J’ai aimé trouver dans ce roman:
- la triste actualité de la question du port d’armes aux Etats-Unis
- la facilité de lecture grâce à une écriture très réaliste et efficace : on croirait voir un film
- le thème toujours présent aux USA du racisme à l’égard des noirs ou des indiens, vu sous un autre angle
- la psychologie familiale et ce regard sur la jalousie dans la fratrie (suscitée ici par le père), sur le poids des secrets de famille ou encore sur les pressions extérieures « en raison du rang ou du sang »

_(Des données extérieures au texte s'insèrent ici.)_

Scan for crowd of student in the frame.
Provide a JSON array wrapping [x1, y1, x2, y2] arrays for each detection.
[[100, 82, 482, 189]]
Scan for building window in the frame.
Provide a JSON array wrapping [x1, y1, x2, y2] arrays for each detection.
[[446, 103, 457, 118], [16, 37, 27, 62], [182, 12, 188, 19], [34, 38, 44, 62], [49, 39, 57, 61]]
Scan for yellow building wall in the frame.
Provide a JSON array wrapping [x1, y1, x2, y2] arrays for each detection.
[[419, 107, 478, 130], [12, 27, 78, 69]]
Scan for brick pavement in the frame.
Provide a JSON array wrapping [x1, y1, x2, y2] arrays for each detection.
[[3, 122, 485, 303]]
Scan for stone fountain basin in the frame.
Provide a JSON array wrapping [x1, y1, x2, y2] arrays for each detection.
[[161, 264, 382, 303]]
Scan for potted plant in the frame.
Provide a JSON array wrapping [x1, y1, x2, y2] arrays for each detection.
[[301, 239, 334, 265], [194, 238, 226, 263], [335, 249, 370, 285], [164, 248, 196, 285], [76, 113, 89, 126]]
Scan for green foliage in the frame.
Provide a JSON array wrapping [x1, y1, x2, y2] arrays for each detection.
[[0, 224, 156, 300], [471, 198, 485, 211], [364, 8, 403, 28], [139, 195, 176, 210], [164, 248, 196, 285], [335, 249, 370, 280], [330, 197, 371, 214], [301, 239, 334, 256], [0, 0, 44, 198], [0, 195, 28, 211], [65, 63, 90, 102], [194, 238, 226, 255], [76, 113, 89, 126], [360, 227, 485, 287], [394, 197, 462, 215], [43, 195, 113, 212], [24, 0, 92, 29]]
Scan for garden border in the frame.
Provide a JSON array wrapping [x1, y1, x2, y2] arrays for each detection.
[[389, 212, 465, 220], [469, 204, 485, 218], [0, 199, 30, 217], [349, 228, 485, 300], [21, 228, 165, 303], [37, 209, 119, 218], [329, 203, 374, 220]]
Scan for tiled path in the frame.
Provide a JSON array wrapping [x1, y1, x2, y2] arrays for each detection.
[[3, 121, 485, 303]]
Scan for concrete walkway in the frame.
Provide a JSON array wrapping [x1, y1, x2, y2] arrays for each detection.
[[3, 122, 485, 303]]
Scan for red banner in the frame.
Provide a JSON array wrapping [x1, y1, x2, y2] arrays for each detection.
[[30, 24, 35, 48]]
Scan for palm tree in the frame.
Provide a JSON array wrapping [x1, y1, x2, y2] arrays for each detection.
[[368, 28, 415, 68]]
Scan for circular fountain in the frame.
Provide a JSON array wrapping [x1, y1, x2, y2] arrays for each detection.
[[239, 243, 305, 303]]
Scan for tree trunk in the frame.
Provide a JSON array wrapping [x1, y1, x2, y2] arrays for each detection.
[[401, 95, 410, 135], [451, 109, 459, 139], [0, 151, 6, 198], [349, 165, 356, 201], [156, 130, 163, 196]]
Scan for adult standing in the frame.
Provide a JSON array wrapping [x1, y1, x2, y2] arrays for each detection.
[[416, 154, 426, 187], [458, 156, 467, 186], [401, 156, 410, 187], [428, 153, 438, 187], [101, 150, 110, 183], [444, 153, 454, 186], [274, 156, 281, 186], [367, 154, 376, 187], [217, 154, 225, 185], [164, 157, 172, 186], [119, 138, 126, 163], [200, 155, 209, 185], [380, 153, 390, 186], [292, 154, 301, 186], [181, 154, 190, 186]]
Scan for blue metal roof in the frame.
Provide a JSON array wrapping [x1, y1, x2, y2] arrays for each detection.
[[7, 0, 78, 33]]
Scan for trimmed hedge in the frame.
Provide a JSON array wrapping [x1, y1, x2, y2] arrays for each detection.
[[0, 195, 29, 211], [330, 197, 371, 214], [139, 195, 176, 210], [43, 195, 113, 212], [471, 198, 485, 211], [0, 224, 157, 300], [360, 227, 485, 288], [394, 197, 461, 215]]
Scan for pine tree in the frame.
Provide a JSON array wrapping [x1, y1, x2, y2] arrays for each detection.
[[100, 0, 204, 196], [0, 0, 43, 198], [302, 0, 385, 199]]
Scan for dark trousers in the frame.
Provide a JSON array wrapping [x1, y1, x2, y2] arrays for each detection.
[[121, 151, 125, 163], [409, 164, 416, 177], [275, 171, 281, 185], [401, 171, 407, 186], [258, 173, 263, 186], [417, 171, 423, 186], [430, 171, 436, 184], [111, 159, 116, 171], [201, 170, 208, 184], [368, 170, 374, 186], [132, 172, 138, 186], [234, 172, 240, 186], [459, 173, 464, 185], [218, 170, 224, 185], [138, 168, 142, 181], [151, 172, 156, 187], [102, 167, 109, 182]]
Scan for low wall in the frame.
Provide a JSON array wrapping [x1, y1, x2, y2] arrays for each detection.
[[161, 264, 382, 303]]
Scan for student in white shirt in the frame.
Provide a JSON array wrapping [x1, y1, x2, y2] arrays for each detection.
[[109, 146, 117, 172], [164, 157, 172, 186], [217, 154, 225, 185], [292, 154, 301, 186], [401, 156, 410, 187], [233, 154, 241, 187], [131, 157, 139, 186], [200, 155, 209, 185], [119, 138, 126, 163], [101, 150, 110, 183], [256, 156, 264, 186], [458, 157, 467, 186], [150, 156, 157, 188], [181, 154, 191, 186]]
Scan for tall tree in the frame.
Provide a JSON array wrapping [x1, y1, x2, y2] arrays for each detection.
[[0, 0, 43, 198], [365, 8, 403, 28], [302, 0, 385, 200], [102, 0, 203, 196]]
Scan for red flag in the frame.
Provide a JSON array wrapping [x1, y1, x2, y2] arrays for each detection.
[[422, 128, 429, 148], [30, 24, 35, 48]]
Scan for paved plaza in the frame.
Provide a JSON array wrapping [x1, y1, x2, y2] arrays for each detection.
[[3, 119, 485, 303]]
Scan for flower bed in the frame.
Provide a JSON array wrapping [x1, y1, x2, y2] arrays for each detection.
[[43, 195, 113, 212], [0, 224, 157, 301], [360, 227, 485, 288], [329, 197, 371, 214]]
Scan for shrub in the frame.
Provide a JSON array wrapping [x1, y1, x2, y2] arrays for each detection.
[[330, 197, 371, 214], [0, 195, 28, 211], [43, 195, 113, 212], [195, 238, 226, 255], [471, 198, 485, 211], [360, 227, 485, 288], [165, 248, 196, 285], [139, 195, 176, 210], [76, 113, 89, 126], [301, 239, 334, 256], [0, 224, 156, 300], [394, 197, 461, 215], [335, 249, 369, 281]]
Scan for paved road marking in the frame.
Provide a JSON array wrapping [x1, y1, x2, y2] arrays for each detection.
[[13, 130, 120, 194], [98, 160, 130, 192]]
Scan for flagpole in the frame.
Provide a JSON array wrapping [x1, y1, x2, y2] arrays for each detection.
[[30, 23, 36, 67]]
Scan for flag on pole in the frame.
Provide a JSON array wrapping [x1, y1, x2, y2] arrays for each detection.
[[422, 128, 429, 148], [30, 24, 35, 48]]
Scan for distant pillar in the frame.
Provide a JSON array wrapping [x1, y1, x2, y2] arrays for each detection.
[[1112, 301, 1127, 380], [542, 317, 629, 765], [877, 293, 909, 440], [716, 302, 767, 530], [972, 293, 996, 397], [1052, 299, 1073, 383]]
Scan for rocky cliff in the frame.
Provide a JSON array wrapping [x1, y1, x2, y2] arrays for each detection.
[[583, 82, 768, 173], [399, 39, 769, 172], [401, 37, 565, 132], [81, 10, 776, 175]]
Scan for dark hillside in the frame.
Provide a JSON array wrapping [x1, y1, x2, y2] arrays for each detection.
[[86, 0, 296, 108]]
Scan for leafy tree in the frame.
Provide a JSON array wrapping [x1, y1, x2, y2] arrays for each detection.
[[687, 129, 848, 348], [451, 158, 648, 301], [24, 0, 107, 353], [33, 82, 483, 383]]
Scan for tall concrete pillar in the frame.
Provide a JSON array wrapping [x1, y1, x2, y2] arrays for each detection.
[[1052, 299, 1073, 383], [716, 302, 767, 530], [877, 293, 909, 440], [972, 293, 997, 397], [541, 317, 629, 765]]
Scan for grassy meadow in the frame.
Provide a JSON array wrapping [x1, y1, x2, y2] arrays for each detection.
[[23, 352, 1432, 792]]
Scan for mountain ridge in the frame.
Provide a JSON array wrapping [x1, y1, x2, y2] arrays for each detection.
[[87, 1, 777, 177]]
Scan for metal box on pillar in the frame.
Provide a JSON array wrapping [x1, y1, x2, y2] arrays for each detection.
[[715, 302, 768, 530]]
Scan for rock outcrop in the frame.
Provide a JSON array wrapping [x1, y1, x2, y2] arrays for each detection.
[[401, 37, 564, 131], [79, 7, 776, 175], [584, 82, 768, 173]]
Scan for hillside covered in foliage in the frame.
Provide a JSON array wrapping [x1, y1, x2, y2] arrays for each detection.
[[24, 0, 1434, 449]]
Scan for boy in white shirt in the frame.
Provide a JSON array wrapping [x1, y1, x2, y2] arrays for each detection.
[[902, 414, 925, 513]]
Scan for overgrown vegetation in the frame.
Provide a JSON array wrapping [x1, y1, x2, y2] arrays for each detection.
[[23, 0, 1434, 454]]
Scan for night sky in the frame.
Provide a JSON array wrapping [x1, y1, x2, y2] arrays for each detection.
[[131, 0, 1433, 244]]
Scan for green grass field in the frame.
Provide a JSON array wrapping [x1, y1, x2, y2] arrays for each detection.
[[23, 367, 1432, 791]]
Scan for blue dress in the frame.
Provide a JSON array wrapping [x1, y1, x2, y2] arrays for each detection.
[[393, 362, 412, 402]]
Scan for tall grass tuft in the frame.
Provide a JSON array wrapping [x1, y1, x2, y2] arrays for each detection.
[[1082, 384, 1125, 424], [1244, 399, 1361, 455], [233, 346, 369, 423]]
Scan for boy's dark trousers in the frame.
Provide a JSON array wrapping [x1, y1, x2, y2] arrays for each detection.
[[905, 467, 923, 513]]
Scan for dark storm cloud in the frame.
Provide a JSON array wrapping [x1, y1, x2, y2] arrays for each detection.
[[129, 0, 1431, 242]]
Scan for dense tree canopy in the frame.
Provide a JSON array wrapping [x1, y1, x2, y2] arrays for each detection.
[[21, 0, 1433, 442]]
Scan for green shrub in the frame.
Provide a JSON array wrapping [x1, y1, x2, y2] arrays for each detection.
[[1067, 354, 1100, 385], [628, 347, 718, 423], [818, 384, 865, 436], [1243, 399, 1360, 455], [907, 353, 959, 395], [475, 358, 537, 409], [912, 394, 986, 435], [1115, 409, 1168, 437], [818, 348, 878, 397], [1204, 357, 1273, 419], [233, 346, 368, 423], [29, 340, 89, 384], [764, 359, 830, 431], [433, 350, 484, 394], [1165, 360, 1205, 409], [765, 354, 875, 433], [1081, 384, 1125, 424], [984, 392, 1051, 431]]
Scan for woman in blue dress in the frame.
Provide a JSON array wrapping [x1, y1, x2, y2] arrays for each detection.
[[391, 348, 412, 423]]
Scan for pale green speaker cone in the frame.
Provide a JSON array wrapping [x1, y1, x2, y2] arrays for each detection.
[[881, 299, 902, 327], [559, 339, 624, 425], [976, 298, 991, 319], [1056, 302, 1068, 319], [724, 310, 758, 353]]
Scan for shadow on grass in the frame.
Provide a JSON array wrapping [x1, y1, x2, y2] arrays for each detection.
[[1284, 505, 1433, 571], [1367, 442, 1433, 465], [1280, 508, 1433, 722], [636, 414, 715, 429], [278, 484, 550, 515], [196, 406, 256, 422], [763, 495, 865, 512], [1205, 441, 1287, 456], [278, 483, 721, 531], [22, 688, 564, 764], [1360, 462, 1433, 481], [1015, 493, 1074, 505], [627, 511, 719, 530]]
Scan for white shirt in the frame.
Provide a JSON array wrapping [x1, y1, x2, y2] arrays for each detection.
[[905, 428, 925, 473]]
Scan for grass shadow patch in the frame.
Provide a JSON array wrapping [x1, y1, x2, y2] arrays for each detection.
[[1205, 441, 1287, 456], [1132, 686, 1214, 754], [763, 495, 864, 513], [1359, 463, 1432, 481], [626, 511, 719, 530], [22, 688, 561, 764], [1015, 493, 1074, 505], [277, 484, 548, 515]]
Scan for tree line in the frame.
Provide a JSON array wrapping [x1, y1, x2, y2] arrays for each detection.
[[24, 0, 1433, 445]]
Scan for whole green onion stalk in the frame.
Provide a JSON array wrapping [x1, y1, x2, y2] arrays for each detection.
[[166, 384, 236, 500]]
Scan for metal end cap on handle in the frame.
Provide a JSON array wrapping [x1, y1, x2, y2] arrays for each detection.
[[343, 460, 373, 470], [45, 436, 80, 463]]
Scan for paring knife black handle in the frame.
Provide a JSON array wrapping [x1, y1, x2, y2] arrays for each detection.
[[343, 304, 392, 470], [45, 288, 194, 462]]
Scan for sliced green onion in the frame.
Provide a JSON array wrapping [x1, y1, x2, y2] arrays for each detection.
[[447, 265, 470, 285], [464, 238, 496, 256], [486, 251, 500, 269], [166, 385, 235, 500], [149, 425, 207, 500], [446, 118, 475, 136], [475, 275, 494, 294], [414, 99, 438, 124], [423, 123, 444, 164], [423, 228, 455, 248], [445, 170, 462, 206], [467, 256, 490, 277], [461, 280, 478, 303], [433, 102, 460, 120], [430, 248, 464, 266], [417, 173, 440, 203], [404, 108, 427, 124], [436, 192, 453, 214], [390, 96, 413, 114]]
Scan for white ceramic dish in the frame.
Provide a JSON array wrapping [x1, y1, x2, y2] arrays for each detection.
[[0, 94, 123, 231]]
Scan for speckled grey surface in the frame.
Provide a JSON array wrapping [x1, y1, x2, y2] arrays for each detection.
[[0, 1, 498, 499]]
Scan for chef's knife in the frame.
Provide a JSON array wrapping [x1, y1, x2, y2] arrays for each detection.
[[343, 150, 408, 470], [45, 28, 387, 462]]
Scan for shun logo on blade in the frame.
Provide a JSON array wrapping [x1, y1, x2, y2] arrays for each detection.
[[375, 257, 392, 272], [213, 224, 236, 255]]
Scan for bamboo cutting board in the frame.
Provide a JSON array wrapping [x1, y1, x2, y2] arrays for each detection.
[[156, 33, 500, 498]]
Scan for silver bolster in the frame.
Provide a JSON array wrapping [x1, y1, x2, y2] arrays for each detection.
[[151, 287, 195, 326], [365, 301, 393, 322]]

- la difficile confrontation de la loyauté envers les siens ou envers la justice
Une perle, facile de prime abord mais qui aborde tant de sujets qu’elle peut être mise entre toutes les mains – dès l’adolescence – pour mener à une réflexion personnelle ou de groupe nourrie par ce roman.
J’étais encore suffisamment petit pour imaginer, comme le croient tous les gamins, que quand les adultes sont absorbés par leurs affaires, les enfants deviennent invisibles. L’insistance de mon père me rendait mal à l’aise. Qu’attendait-il de moi ? Voulait- il que je donne mon avis ? J’étais bien le seul dans la pièce à ne pas en avoir. Avait- il oublié que j’étais un enfant, que je n’avais pas le droit de vote et oserait-il me mêler, comme cela, à cette histoire alors que je n’étais pas censé en connaître les faits principaux ?
Depuis ce jour-là, elle ne parla plus jamais de mon avenir. ma remarque était cruelle, mais moins encore que la vérité : après ce que j’avais vu étant enfant, je ne pouvais plus croire à l’exercice de la justice. Mon père, certes, avait poursuivi dans ce domaine ; j’attribuais cela à sa capacité à cloisonner sa vie en compartiments parfaitement séparés les uns des autres.